As Thierry and Qiaochu have pointed out, it's not clear what exactly the question means. Even so, maybe it's possible to say something helpful.

The question asks

Can one always have that $N(t) = M^t$ holds for some non-singular $M$?

This doesn't quite make sense, so I'll interpret it as

Must there exist a non-singular matrix $M$ such that $N(t) = M^t$ for all $t$?

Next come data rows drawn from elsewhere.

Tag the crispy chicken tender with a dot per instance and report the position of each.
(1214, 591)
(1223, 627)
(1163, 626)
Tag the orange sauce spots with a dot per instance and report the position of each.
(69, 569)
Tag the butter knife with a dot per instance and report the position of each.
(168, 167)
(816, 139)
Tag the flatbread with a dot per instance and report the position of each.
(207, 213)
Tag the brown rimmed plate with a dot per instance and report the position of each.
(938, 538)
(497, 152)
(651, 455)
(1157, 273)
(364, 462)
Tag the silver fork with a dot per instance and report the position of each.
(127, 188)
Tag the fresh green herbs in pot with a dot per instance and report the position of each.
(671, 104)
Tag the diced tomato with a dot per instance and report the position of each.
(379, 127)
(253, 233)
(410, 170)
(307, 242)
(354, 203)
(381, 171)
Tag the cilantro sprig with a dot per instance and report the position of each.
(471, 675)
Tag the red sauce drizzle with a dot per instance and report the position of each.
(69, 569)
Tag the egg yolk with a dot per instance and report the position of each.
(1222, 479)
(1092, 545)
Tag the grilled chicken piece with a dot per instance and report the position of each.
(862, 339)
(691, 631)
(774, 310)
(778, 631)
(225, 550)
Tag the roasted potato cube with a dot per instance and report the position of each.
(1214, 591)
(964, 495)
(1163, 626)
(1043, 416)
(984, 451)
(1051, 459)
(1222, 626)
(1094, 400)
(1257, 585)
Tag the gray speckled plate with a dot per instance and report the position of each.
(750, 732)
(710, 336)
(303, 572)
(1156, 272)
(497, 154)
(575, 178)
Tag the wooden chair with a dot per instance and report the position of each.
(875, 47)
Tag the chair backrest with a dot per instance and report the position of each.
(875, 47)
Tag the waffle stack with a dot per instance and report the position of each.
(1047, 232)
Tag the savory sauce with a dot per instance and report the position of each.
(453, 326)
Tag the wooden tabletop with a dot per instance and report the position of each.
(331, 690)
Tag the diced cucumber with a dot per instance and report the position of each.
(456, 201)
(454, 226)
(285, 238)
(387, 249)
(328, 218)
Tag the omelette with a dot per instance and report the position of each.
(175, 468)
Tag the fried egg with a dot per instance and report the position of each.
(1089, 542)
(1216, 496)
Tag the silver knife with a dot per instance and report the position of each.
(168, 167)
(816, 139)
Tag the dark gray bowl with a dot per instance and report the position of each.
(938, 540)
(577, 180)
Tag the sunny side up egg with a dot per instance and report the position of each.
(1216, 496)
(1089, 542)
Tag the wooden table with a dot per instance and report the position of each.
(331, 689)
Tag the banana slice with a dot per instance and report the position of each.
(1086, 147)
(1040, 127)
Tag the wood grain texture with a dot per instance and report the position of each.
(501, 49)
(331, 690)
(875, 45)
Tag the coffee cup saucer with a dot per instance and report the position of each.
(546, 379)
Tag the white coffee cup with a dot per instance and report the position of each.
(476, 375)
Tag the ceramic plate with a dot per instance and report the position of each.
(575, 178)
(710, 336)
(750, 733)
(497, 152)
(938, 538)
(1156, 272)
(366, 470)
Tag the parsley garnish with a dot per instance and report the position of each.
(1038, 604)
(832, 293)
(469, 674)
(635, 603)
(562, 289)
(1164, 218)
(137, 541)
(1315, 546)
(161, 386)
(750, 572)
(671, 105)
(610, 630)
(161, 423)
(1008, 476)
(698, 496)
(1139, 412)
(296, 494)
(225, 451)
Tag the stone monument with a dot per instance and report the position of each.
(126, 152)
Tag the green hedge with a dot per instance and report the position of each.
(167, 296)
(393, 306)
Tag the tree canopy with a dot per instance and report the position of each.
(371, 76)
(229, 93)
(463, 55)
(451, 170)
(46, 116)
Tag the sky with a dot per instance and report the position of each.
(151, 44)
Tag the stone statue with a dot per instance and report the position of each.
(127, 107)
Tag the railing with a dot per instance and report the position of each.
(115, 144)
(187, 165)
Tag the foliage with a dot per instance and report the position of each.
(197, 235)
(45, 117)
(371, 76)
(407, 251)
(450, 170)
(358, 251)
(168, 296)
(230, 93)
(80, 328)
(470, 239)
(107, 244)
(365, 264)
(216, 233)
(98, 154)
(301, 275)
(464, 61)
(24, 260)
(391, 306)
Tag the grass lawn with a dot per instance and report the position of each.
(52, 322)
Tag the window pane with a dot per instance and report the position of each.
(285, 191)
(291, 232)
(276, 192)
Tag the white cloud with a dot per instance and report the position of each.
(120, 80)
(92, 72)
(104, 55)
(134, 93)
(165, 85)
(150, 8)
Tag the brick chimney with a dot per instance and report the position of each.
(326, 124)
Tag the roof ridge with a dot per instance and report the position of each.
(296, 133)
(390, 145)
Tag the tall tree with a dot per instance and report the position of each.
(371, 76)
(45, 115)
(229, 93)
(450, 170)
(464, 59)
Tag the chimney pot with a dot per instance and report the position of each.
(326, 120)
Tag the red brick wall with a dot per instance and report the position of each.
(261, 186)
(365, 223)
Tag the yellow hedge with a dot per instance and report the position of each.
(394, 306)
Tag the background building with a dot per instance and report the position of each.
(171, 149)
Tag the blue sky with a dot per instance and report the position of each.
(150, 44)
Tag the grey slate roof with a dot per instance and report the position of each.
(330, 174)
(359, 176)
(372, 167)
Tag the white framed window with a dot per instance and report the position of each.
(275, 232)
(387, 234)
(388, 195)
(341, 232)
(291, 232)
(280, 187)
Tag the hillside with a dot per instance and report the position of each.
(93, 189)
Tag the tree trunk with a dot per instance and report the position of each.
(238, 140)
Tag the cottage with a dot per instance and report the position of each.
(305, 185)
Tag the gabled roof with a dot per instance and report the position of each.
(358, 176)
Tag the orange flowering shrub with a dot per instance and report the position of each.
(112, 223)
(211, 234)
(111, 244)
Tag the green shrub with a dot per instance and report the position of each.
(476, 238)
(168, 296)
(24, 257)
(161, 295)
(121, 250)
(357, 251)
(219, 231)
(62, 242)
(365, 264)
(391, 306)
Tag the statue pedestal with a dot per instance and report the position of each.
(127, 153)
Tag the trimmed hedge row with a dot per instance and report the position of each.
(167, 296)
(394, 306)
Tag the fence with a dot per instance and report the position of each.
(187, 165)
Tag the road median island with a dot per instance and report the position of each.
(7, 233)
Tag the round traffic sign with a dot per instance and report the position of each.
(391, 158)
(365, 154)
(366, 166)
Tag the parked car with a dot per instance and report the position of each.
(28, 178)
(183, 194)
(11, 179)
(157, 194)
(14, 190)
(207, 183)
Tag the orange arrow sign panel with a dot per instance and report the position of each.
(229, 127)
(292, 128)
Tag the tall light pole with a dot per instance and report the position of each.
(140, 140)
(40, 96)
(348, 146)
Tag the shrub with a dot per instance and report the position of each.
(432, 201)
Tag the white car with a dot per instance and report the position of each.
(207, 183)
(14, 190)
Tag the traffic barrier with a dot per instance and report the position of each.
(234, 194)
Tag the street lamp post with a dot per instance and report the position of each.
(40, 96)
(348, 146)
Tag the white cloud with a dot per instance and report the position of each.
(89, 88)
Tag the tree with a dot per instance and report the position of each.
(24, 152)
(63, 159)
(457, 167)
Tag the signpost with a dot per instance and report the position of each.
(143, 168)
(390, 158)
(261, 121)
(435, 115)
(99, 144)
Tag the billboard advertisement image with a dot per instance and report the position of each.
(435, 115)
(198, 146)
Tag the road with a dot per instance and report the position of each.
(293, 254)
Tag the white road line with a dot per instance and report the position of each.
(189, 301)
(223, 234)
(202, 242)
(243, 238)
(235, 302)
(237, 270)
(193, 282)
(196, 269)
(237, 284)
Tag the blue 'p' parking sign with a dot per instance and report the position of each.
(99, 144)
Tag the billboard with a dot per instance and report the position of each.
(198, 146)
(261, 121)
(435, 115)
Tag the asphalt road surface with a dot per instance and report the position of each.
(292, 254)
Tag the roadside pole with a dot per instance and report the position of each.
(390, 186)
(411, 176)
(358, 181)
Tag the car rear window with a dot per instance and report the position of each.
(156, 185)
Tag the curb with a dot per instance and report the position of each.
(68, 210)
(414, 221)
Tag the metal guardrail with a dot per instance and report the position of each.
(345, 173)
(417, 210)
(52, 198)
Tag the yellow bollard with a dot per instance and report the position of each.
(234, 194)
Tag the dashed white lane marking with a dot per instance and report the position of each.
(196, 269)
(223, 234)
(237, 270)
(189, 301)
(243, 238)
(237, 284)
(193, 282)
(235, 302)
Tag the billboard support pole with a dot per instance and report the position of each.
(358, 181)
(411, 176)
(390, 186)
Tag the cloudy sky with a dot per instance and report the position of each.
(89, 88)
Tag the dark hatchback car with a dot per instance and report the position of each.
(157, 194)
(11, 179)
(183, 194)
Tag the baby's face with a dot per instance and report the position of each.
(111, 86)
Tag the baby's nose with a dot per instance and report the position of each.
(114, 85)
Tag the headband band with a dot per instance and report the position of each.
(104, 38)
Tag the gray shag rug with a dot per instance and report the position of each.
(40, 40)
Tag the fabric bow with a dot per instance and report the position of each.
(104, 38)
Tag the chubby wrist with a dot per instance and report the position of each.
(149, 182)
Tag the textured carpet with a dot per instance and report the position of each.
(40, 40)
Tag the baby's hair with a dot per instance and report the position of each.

I'm guessing this was the intention.

The answer is probably no. (I say "probably" because the hypotheses on $N$ weren't stated precisely.) It's even false for $n = 1$. That is, there exist functions $N: \mathbb{R} \to (0, \infty)$ satisfying
$$
N(s + t) = N(s) N(t)
$$
for all $s, t \in \mathbb{R}$, but not of the form $N(t) = M^t$ for any $M > 0$. The existence of such functions requires the axiom of choice.

This is a problem going back to Cauchy. It's equivalent to consider the equation $f(s + t) = f(s) + f(t)$ (by putting $f(s) = \log N(s)$), and this is what's usually called "Cauchy's functional equation". You can find information about it here and here, for example.

Maybe you're happy to assume that $N(t)$ is continuous in $t$, in which case there's a genuine question about matrices to be answered. But in the absence of precise hypotheses, I don't know what you're happy to assume.